The struggles of people like Mr. Rehmat can seem like a sideshow in a country where so much else has gone wrong. It is not a sideshow. While Pakistan is believed to be 95% Muslim, religious minorities are woven into the country. Moreover, the Muslim majority includes its own minority sects, like the 20% of Pakistanis who are Shiites. Just last week gunmen in Quetta shot up a busload of ethnic Hazaras, who are predominantly Shiite, killing 14. People who follow Sufi Muslim beliefs are also frequent targets of violence

Mr. Rehmat, a laborer in a textile mill, lives off a narrow dirt lane in a simple white house with a Christmas wreath painted on an interior wall. His family has lived in Karachi for generations, a reminder of the city's diversity. When Pakistan became independent in 1947, Karachi was majority Hindu. Most Hindus were soon driven away, though some still worship at temples in the heart of the metropolis.

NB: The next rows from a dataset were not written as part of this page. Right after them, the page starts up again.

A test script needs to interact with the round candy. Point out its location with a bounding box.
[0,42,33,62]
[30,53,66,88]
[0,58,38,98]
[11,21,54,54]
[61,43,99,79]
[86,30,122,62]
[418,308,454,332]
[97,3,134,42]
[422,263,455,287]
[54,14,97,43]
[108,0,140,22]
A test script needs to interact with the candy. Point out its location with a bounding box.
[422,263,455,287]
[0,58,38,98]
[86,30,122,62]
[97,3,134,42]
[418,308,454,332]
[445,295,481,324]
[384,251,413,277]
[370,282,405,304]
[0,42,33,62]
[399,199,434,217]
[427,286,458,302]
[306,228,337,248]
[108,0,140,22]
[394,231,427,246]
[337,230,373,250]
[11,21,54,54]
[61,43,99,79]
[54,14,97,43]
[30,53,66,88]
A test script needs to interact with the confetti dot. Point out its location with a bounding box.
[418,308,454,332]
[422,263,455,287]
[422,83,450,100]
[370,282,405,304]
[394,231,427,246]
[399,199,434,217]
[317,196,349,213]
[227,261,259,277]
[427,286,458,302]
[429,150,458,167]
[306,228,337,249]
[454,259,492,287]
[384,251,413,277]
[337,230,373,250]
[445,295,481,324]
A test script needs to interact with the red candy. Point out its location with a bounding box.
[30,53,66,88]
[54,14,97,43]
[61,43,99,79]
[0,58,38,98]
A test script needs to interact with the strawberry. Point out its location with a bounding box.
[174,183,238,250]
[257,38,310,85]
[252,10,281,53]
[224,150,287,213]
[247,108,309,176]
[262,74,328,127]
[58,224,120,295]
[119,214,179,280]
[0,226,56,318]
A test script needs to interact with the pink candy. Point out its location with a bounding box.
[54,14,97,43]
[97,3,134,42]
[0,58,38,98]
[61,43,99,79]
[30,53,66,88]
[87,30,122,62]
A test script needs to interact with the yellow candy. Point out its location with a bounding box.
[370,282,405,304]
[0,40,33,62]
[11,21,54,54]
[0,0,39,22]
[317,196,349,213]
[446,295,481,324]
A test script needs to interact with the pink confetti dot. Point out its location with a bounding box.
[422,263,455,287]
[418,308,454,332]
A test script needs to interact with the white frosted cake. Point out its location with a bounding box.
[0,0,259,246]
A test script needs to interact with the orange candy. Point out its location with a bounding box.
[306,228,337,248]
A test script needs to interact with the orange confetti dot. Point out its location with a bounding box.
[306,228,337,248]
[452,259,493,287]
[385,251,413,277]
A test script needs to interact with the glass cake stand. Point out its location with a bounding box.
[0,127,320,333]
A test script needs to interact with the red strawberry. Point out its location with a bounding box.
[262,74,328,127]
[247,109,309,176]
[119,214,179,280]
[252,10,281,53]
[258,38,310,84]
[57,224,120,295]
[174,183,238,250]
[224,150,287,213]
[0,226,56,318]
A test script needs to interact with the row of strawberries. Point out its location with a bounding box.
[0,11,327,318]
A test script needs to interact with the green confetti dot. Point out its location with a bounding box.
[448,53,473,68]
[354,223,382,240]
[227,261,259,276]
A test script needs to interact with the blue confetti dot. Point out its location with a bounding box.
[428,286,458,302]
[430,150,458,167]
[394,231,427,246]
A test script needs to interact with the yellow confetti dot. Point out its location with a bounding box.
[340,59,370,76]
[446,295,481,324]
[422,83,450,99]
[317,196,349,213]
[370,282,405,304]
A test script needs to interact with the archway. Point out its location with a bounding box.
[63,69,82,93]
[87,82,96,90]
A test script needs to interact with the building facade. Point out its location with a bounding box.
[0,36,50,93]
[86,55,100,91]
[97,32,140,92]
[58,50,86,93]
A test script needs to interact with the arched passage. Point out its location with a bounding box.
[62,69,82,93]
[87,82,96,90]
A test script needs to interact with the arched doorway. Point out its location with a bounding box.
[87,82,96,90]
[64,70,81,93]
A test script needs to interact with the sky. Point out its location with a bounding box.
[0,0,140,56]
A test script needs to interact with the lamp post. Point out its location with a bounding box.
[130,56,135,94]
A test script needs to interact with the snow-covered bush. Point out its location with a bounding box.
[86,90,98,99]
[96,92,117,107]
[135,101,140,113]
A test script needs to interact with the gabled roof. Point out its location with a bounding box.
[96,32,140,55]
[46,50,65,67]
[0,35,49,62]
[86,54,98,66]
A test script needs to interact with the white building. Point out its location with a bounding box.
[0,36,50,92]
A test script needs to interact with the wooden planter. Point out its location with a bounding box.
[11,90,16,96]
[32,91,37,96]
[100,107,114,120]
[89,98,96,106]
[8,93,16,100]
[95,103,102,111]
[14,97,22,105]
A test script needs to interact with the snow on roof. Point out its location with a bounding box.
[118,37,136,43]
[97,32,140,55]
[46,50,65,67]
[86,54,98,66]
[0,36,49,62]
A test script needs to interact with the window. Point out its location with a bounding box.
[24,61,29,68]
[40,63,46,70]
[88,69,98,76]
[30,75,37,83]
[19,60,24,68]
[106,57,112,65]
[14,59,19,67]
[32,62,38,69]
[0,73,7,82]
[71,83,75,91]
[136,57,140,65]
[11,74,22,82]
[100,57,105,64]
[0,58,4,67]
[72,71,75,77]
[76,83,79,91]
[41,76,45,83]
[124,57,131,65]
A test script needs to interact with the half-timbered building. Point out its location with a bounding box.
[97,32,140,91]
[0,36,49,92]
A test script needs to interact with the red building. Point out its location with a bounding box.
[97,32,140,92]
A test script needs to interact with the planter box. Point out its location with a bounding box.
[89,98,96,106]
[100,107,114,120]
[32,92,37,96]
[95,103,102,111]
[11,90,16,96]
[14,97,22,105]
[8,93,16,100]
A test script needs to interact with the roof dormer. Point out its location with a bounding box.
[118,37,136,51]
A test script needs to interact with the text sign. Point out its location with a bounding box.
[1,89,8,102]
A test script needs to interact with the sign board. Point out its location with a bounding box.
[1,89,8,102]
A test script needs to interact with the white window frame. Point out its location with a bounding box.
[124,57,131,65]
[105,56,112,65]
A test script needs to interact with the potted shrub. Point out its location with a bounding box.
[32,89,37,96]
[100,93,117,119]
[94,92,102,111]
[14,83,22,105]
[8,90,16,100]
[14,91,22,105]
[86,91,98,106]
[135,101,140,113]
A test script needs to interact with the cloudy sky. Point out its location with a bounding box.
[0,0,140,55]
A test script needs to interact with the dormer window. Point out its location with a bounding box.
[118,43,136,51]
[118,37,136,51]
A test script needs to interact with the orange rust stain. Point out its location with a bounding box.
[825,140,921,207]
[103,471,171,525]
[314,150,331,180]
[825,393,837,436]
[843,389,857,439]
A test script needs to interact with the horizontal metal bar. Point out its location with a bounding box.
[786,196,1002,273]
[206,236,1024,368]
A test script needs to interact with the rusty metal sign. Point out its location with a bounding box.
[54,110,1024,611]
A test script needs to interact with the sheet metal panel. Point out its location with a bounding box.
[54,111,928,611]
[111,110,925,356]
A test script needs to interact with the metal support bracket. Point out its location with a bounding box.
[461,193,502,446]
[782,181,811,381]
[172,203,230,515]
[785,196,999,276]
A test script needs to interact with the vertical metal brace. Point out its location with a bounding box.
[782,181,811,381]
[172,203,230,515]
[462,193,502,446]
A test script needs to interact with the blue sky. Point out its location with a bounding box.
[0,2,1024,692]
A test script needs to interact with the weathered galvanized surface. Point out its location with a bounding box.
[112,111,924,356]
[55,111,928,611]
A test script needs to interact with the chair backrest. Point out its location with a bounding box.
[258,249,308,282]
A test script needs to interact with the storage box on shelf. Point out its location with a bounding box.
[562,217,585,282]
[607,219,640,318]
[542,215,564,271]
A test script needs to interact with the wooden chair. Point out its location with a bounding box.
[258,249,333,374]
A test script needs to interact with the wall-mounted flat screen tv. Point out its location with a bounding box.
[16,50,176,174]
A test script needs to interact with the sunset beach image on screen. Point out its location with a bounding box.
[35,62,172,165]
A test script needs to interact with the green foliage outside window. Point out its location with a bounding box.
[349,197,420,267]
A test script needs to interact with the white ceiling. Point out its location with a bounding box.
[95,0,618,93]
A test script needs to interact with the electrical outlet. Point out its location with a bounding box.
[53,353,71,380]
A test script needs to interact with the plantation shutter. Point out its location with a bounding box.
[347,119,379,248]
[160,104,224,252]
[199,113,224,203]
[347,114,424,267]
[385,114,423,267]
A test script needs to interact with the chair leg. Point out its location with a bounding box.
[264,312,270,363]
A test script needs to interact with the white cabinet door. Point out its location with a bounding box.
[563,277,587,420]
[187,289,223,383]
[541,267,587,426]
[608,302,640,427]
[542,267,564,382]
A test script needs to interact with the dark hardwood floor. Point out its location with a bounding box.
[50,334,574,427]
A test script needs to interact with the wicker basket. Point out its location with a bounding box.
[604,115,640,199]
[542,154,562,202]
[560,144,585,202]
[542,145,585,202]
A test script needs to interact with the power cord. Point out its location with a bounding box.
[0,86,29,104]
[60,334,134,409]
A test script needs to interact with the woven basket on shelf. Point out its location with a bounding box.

Zoroastrians, followers of an ancient Persian faith, have been merchants in the city for generations. And the departing British colonial rulers left behind Christian institutions that remain part of the local culture. At the heart of the city is the white-domed tomb of Pakistan's founder, Karachi native Mohammed Ali Jinnah, who was Shiite. Jinnah gave a famous speech in Karachi in 1947, calling on his people to live as equal citizens, without regard to "color, caste or creed." Jinnah died a year later, however, and intolerance has intensified since the 1980s.

Despite the bombing that slaughtered so much of his family—an attack blamed on an al Qaeda-linked group called Jundallah—Mr. Rehmat told me he loves Karachi. "We are Pakistanis," Mr. Rehmat explained simply.

Karachi's minorities could be a tremendous asset to Pakistan. This city is a seaport and financial center, enjoying wide contact with the outside world. If minorities were fully welcomed into civic and business life as Pakistan's founder proposed, they would effectively become ambassadors. Their mere presence in places of greater prominence would compel people in Pakistan's arch-rival India, or in the West, to think differently of Pakistan.

But that is hard to imagine when it's dangerous even to talk about Pakistan's blasphemy law.

Even so, many minorities find quiet ways to contribute. When the bomb struck the Jinnah hospital in 2010, some of Bisharat Rehmat's children survived. His 13-year-old daughter Maralyn recovered from her wounds.

She had been attending a school where, she told me, teachers treated her differently than Muslim students. But after the bombing, sympathetic relatives found her a slot at St. Patrick's High School, an elite Catholic institution that has operated since 1861 and taught students of all faiths. St. Patrick's has produced Muslim politicians such as current President Asif Ali Zardari, former Prime Minister Shaukat Aziz, and even Pervez Musharraf, the most recent military ruler.

"I want to be a doctor," Maralyn Rehmat told me in English, smiling as she made the announcement. Becoming a doctor was her late mother's dream for Maralyn. If she makes it, she could end up treating patients at the hospital where her mother was killed.

Mr. Inskeep is co-host of NPR's "Morning Edition" and author of "Instant City: Life and Death in Karachi," published by Penguin this week.